Sugar syrup is used to quickly incorporate sugar into mixed drinks. Sugar syrup is also known as simple syrup. If gum Arabic is added to thicken the syrup, it is called gum syrup, or gomme syrup. I believe that one should consider the amount of sugar desired in a drink, and then calculate how much sugar syrup will contain that amount of sugar. For this, the use of one-to-one (1:1) sugar syrup is advised.
To make 1:1 sugar syrup, sugar is combined with water. The water may be cold or room temperature, but not hot. High heat breaks the sugar (sucrose) into simpler sugars (fructose and glucose) that have different levels of sweetness and aftertaste.
To make 1:1 sugar syrup, combine equal parts (by volume) of sugar and water in a bowl. Whisk or stir until the sugar appears to be fully dissolved. Quickly pour this into an appropriately-sized bottle using a funnel. Cap the bottle and shake the syrup until you are quite sure that all the sugar is dissolved. Use a label or bit of masking tape to mark the date on the bottle. Refrigerate the bottle of sugar syrup when it is not being used. Discard it after two weeks.
If one makes 1:1 sugar syrup from a cup of sugar and a cup of water, the yield will be almost exactly 1 ½ cups of syrup. That means that the cup of sugar is spread out into the volume of 1 ½ cups of syrup. That means that if you know the amount of sugar that you want in a drink, but are using 1:1 sugar syrup, simply multiple the sugar amount by 1.5. The following table gives some common sugar amounts and their 1:1 sugar syrup equivalents (for those that don’t like to do math very much). (click on the image to enlarge it)
For grenadine syrup, “Pomegranate (Grenadine) Infused Simple Syrup” by the Sonoma Syrup Co. is recommended. It is also recommended to custom make grenadine syrup as follows:
32 fl-oz. (4 cups) pure pomegranate juice
2 cups granulated sugar
2 fl-oz. brandy
Pour the pomegranate juice in a saucepan and place over heat. Reduce by half until its volume is 16 fl-oz. (2 cups). Remove from heat. Add the sugar and whisk or stir thoroughly until fully dissolved. Add the brandy to aid in preservation. Stir. Let cool and pour into clean, dry bottles. Label and cap or cork. Store under refrigeration.
For orgeat syrup, it is recommended to make it as follows (at least until one of the boutique syrup companies currently selling so-called ‘orgeat’ changes their methods to include the bitter almond):
4 cups slivered almonds (common almonds, blanched, peeled & slivered)
5 cups pure water
1-2 fluid-scruples (1.25 ml. – 2.5 ml.) bitter almond essence (Dr. Oetker’s “Bitter-Mandel” from Germany – available in single fluid-scruple vials, four to a package)
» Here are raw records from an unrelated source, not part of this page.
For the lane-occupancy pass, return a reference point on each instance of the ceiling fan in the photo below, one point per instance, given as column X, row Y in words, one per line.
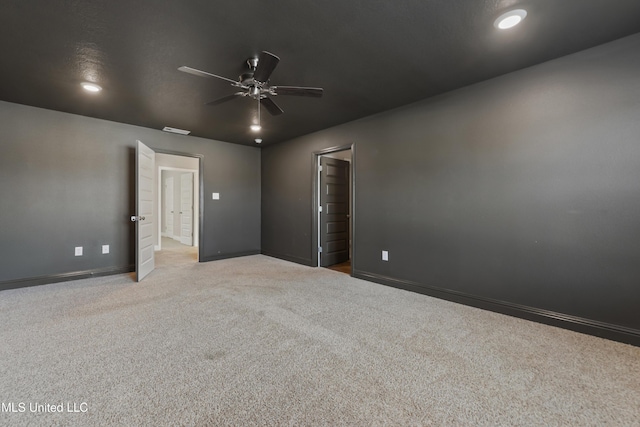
column 255, row 84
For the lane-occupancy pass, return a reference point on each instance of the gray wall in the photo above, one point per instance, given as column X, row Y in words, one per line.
column 520, row 194
column 69, row 181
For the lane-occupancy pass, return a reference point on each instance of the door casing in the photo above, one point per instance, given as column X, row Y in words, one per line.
column 315, row 191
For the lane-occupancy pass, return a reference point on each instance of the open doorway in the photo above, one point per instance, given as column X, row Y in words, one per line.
column 334, row 201
column 178, row 208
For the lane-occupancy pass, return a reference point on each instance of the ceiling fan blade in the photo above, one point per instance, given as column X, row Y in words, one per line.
column 266, row 64
column 271, row 106
column 313, row 92
column 225, row 98
column 204, row 74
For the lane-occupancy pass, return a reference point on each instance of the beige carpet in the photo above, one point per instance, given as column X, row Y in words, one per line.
column 260, row 341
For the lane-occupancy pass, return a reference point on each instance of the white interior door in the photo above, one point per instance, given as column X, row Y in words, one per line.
column 145, row 162
column 168, row 207
column 186, row 209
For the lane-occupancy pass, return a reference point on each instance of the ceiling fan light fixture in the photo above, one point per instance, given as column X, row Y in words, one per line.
column 510, row 19
column 90, row 87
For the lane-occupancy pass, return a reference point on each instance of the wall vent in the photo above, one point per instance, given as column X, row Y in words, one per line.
column 174, row 130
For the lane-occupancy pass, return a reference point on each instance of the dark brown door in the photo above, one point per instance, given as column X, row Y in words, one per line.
column 334, row 217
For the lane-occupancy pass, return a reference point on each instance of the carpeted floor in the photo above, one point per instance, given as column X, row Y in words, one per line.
column 260, row 341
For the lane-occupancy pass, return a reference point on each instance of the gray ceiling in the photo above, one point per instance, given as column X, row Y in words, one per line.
column 369, row 56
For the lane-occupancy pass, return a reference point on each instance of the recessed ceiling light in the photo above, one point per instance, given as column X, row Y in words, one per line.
column 91, row 87
column 176, row 130
column 510, row 19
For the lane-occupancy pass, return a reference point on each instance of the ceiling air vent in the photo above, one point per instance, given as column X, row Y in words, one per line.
column 174, row 130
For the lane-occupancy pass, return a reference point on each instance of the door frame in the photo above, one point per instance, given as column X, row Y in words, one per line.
column 315, row 201
column 160, row 207
column 200, row 158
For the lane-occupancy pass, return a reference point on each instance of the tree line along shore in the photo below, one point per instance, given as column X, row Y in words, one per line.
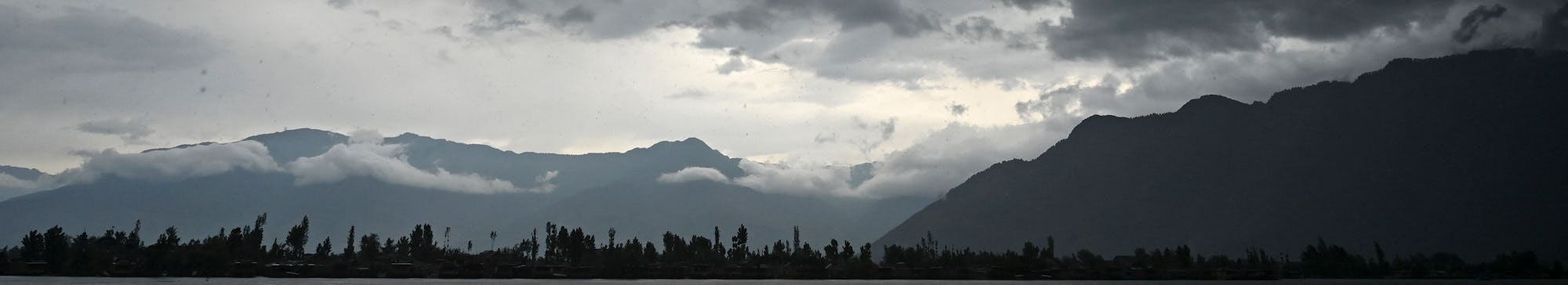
column 561, row 253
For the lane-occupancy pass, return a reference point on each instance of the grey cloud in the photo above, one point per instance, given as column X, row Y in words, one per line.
column 1555, row 31
column 735, row 65
column 501, row 15
column 1133, row 34
column 576, row 15
column 173, row 165
column 802, row 181
column 959, row 109
column 824, row 139
column 96, row 40
column 691, row 95
column 1475, row 20
column 339, row 4
column 694, row 175
column 951, row 156
column 979, row 29
column 1070, row 101
column 761, row 16
column 884, row 129
column 1033, row 5
column 129, row 131
column 387, row 164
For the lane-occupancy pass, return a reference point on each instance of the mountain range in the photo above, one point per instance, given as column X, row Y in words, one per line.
column 1462, row 154
column 597, row 192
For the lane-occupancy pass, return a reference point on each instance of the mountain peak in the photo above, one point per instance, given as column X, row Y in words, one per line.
column 1210, row 104
column 296, row 134
column 21, row 173
column 683, row 145
column 691, row 146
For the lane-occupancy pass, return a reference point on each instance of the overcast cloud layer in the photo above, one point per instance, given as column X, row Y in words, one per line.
column 931, row 92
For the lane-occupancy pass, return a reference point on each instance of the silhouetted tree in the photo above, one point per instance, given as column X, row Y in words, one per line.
column 299, row 236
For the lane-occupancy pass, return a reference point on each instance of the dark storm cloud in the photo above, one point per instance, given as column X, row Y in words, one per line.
column 1033, row 5
column 1555, row 31
column 96, row 40
column 501, row 15
column 1473, row 21
column 761, row 16
column 576, row 15
column 959, row 109
column 129, row 131
column 1131, row 34
column 979, row 29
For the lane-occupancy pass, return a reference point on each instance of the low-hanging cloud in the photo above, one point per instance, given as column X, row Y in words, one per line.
column 173, row 165
column 129, row 131
column 366, row 157
column 1475, row 20
column 694, row 175
column 1134, row 34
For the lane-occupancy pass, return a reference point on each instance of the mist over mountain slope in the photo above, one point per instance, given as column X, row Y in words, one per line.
column 388, row 186
column 1465, row 154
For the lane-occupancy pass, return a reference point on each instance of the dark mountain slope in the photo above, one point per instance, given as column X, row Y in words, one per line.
column 1465, row 154
column 645, row 209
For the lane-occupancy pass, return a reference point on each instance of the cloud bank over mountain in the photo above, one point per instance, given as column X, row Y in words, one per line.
column 365, row 156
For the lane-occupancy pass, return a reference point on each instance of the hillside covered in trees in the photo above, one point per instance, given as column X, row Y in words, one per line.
column 572, row 253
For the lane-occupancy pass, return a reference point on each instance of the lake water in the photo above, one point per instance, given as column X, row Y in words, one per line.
column 87, row 281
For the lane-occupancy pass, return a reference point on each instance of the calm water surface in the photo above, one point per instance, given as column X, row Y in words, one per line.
column 87, row 281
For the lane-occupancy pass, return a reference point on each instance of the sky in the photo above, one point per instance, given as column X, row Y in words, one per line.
column 931, row 92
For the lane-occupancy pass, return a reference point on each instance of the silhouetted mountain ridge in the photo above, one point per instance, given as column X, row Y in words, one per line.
column 592, row 190
column 1464, row 154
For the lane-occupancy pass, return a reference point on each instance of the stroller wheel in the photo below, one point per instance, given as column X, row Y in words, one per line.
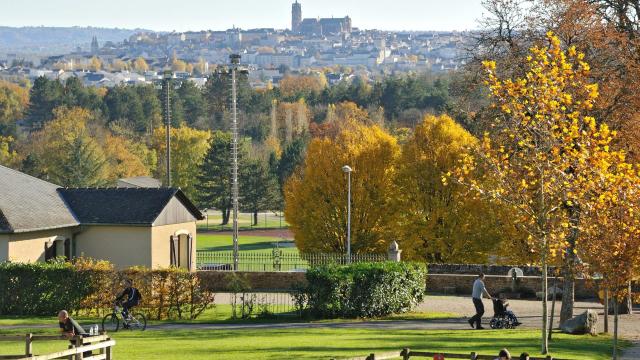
column 495, row 323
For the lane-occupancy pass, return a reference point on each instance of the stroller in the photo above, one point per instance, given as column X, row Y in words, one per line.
column 502, row 318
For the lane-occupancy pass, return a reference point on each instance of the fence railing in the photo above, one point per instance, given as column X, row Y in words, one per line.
column 407, row 354
column 276, row 260
column 265, row 303
column 81, row 345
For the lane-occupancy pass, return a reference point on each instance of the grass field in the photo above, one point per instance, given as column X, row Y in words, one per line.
column 250, row 244
column 325, row 343
column 266, row 220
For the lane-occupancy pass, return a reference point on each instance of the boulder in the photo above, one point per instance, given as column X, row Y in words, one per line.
column 585, row 323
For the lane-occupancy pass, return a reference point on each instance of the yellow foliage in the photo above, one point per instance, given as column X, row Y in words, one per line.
column 316, row 198
column 443, row 222
column 125, row 158
column 188, row 149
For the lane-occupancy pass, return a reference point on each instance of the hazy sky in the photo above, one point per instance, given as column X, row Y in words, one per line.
column 185, row 15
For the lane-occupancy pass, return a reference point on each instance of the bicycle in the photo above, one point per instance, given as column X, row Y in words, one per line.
column 135, row 321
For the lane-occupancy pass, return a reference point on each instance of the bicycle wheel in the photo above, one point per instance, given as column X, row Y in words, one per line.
column 110, row 323
column 138, row 321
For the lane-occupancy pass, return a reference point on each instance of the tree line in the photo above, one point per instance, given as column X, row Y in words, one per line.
column 76, row 136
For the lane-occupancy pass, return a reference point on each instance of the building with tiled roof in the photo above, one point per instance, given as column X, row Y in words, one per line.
column 135, row 226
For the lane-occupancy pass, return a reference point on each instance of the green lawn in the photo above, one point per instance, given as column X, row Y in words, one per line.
column 267, row 220
column 326, row 343
column 248, row 244
column 220, row 314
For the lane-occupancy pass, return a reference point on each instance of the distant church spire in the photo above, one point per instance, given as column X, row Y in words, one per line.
column 95, row 47
column 296, row 16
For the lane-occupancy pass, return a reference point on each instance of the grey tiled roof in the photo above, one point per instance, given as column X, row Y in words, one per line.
column 30, row 204
column 132, row 206
column 140, row 181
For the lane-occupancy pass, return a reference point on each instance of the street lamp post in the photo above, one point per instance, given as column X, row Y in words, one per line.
column 347, row 169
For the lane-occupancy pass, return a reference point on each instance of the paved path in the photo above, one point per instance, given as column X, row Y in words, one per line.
column 529, row 313
column 632, row 353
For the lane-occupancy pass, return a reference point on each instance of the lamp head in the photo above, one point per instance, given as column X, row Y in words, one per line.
column 235, row 58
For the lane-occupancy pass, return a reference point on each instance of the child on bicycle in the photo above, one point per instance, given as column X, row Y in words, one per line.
column 128, row 298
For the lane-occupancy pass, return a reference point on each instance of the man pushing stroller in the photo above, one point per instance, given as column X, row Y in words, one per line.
column 502, row 316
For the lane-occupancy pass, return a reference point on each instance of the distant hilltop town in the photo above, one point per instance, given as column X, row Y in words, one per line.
column 310, row 44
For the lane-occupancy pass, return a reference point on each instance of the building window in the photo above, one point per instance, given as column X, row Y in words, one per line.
column 174, row 250
column 50, row 250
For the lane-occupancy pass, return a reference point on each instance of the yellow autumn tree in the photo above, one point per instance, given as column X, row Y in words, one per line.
column 69, row 153
column 188, row 149
column 537, row 157
column 95, row 64
column 611, row 247
column 126, row 158
column 445, row 223
column 316, row 196
column 8, row 156
column 140, row 65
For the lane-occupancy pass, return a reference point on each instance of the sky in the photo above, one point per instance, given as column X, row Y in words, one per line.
column 185, row 15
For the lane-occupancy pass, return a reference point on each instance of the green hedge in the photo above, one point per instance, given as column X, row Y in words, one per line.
column 89, row 287
column 41, row 288
column 363, row 289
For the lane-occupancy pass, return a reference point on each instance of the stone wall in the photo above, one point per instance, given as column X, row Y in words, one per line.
column 461, row 284
column 455, row 284
column 217, row 280
column 475, row 269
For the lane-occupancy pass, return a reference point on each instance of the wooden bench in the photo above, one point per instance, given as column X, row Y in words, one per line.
column 82, row 344
column 407, row 354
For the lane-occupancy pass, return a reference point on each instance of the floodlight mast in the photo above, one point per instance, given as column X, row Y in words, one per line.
column 166, row 84
column 235, row 62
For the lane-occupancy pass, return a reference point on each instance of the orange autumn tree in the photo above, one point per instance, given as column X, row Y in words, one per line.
column 611, row 247
column 316, row 194
column 536, row 157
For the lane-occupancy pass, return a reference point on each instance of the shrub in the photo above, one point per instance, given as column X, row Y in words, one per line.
column 363, row 289
column 41, row 288
column 89, row 287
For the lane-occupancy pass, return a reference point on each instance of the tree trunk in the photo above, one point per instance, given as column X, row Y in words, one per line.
column 568, row 296
column 615, row 330
column 606, row 310
column 553, row 306
column 225, row 216
column 545, row 312
column 568, row 267
column 629, row 299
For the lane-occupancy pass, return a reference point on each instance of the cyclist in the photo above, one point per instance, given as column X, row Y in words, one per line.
column 128, row 298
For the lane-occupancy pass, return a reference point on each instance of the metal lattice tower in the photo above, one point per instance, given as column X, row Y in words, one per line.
column 235, row 61
column 166, row 83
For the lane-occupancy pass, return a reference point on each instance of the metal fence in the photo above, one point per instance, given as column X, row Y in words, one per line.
column 276, row 260
column 264, row 303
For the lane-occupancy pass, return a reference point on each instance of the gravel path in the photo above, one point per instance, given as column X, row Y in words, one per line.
column 528, row 312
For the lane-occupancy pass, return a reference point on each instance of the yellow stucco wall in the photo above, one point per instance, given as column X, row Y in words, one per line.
column 4, row 247
column 124, row 246
column 161, row 250
column 29, row 247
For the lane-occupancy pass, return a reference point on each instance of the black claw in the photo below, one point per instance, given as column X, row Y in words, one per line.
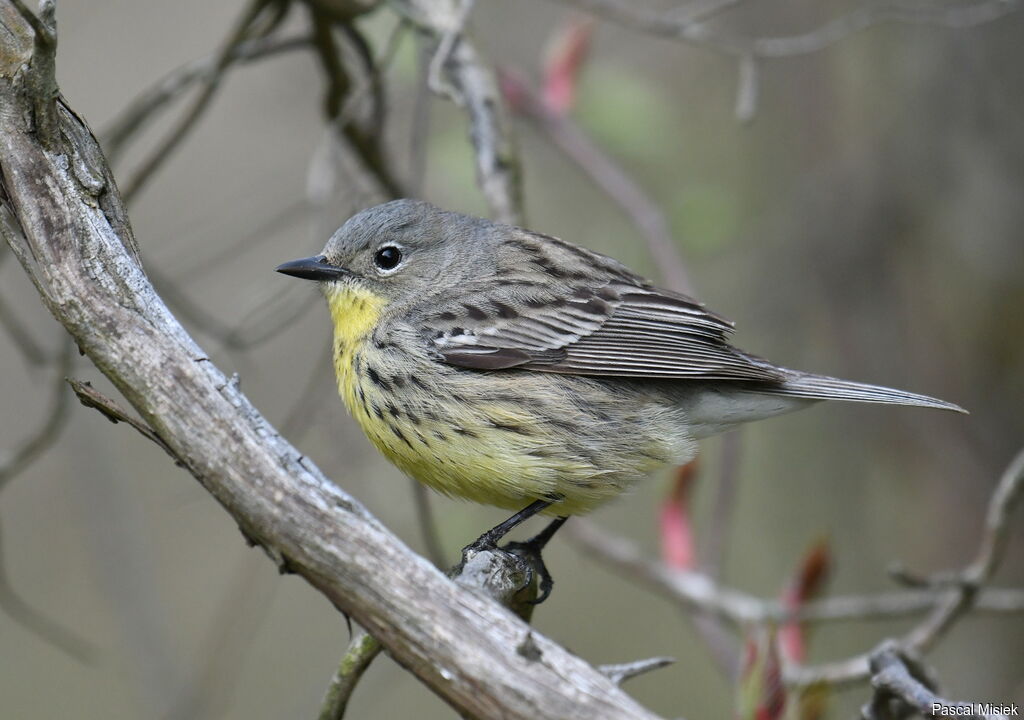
column 528, row 552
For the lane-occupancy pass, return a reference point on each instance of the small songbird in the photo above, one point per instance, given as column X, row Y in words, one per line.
column 515, row 369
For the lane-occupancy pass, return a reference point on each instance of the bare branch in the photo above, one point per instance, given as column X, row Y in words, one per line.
column 462, row 644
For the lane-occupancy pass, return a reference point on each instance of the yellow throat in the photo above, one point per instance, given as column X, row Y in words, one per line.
column 354, row 312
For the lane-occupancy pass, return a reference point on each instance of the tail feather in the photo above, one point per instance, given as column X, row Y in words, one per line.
column 823, row 387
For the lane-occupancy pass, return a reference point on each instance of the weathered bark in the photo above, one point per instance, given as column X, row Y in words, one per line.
column 78, row 248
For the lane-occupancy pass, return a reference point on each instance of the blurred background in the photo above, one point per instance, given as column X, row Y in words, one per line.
column 863, row 221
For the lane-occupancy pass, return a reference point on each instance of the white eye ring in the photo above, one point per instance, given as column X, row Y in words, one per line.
column 388, row 258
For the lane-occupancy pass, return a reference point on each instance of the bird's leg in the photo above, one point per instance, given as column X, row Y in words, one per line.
column 491, row 538
column 527, row 552
column 531, row 551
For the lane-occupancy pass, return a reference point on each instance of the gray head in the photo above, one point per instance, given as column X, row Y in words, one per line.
column 403, row 249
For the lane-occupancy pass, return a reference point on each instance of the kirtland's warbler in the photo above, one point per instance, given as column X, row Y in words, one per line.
column 514, row 369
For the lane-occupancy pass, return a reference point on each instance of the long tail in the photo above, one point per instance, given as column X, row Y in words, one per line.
column 822, row 387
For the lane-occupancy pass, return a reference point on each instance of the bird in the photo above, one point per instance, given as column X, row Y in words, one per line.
column 514, row 369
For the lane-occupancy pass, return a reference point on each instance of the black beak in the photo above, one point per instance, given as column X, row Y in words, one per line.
column 312, row 268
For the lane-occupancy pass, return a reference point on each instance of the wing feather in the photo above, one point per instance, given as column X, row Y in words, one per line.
column 591, row 316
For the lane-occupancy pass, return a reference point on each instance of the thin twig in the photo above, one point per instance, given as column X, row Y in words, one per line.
column 622, row 672
column 897, row 681
column 960, row 599
column 46, row 629
column 91, row 397
column 696, row 591
column 361, row 650
column 421, row 123
column 19, row 335
column 497, row 160
column 154, row 98
column 49, row 431
column 713, row 546
column 435, row 78
column 365, row 141
column 694, row 31
column 607, row 175
column 246, row 29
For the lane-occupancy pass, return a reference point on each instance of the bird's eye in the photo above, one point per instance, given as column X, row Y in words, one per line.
column 387, row 258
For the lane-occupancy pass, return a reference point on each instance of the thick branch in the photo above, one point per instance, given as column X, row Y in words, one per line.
column 78, row 248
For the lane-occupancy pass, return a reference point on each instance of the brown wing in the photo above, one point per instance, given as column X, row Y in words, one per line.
column 585, row 324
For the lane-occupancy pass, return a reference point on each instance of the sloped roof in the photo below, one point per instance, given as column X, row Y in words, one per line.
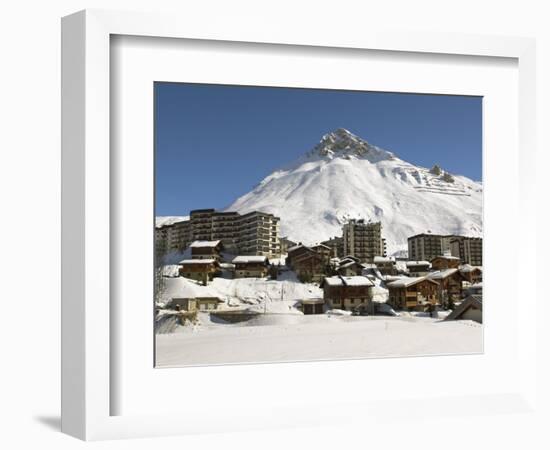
column 465, row 268
column 472, row 301
column 205, row 244
column 442, row 274
column 249, row 259
column 408, row 281
column 448, row 257
column 357, row 280
column 417, row 263
column 383, row 259
column 197, row 261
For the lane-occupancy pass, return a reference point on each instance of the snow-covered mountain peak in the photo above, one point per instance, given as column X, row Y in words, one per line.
column 346, row 177
column 345, row 144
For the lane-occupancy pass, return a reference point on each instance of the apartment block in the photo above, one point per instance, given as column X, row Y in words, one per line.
column 254, row 233
column 363, row 240
column 468, row 249
column 426, row 247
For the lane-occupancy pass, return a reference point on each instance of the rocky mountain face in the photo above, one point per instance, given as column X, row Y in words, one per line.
column 345, row 177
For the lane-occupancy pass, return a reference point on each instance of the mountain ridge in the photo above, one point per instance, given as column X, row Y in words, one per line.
column 344, row 177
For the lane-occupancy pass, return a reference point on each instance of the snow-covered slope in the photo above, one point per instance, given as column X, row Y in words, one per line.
column 345, row 177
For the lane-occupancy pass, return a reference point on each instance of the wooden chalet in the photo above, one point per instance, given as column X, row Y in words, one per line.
column 385, row 264
column 443, row 262
column 471, row 274
column 418, row 268
column 202, row 270
column 450, row 285
column 310, row 265
column 195, row 303
column 348, row 293
column 417, row 293
column 251, row 266
column 312, row 305
column 206, row 250
column 349, row 268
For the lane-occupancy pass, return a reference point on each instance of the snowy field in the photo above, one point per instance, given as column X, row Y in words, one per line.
column 295, row 337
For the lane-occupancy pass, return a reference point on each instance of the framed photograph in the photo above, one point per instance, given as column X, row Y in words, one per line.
column 341, row 249
column 305, row 216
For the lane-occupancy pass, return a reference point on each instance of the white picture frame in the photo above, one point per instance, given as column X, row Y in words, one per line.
column 88, row 322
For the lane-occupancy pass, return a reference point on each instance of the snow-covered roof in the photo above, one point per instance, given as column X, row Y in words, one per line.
column 349, row 264
column 417, row 263
column 321, row 245
column 357, row 280
column 205, row 244
column 406, row 282
column 441, row 274
column 249, row 259
column 448, row 257
column 197, row 261
column 383, row 259
column 294, row 247
column 465, row 268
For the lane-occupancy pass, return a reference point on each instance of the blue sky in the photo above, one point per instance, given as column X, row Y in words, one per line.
column 214, row 143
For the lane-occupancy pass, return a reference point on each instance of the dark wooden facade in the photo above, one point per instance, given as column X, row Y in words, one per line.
column 202, row 271
column 445, row 262
column 414, row 294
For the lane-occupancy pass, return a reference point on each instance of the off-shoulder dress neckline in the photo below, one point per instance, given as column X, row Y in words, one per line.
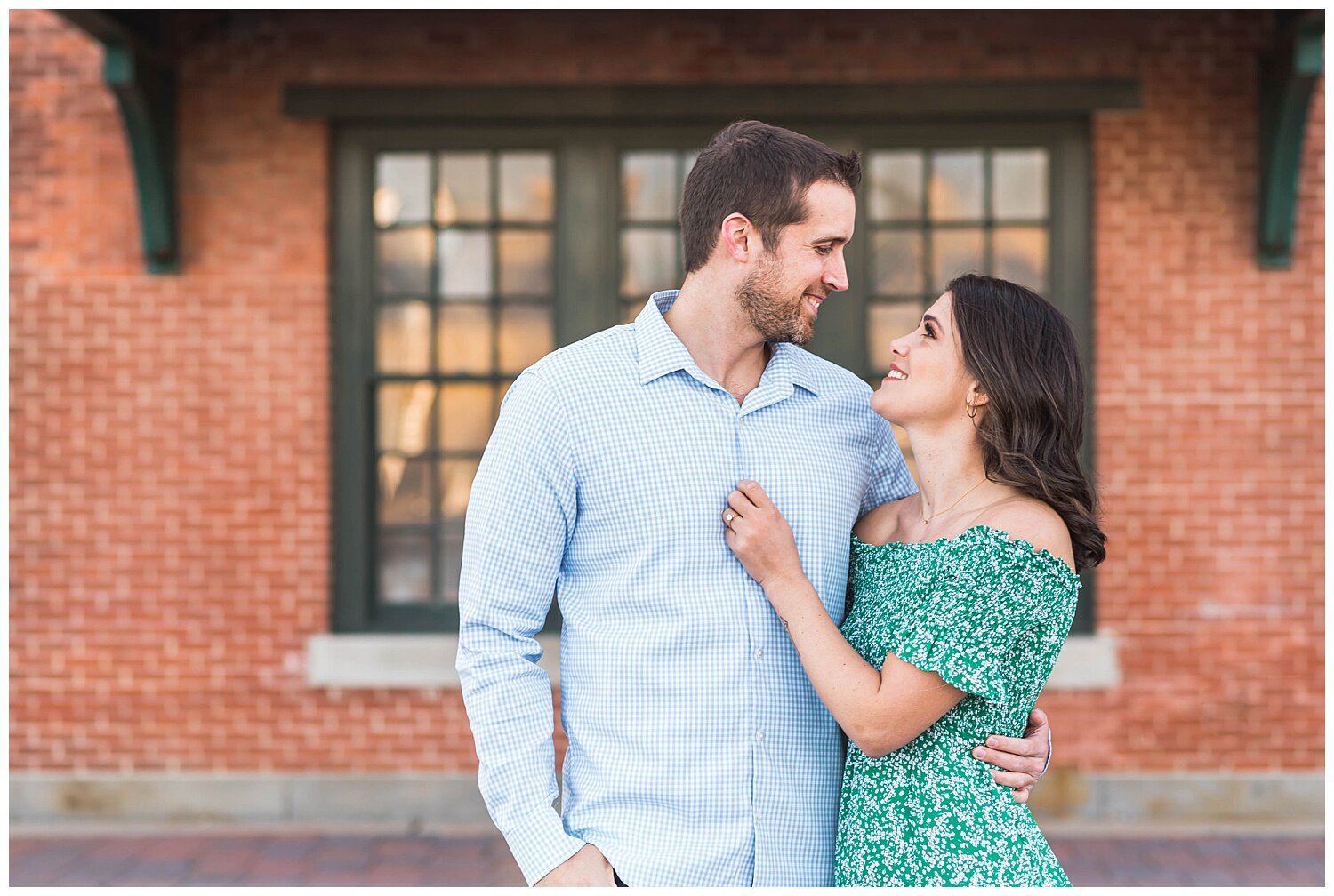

1 barspoon (2.5 ml.| ½ tsp.) orange blossom water
4 cups granulated sugar
4 fl-oz. brandy
Place the almonds in a large bowl. Pour the water into the bowl and be sure that it covers the almonds. Cover and let stand several hours. Use a muddler or pestle to crush the almonds. Let stand several hours more. Strain as much of the almond milk as possible from the almonds (one effective method is to use a ‘French press’ style manual coffee press to press the almond milk in several batches). Measure out four cups of the almond milk (which should be most of the preparation to this point). To the four cups of almond milk, add 1 or 2 fluid-scruples (according to preference) of bitter almond essence and the orange blossom water. Stir thoroughly. Add the sugar and whisk or stir thoroughly until fully dissolved. Add the brandy to aid in preservation. Stir. Pour into clean, dry bottles. Label and cap or cork. Store under refrigeration and shake thoroughly before use.
Note – it is not possible to make traditional orgeat syrup without the flavor of bitter almond being present. This was originally done by using almonds of both the common and bitter types together from which to raise the almond milk. Raw bitter almonds have a greater cyanide content than do common almonds. They are now illegal (in their raw form) in the U.S.A. That requires the use of essence of bitter almond in the making of orgeat syrup (and marzipan, etc.) in the U.S.A. Fear not, the cyanide is cooked out during the processing of bitter almond essence.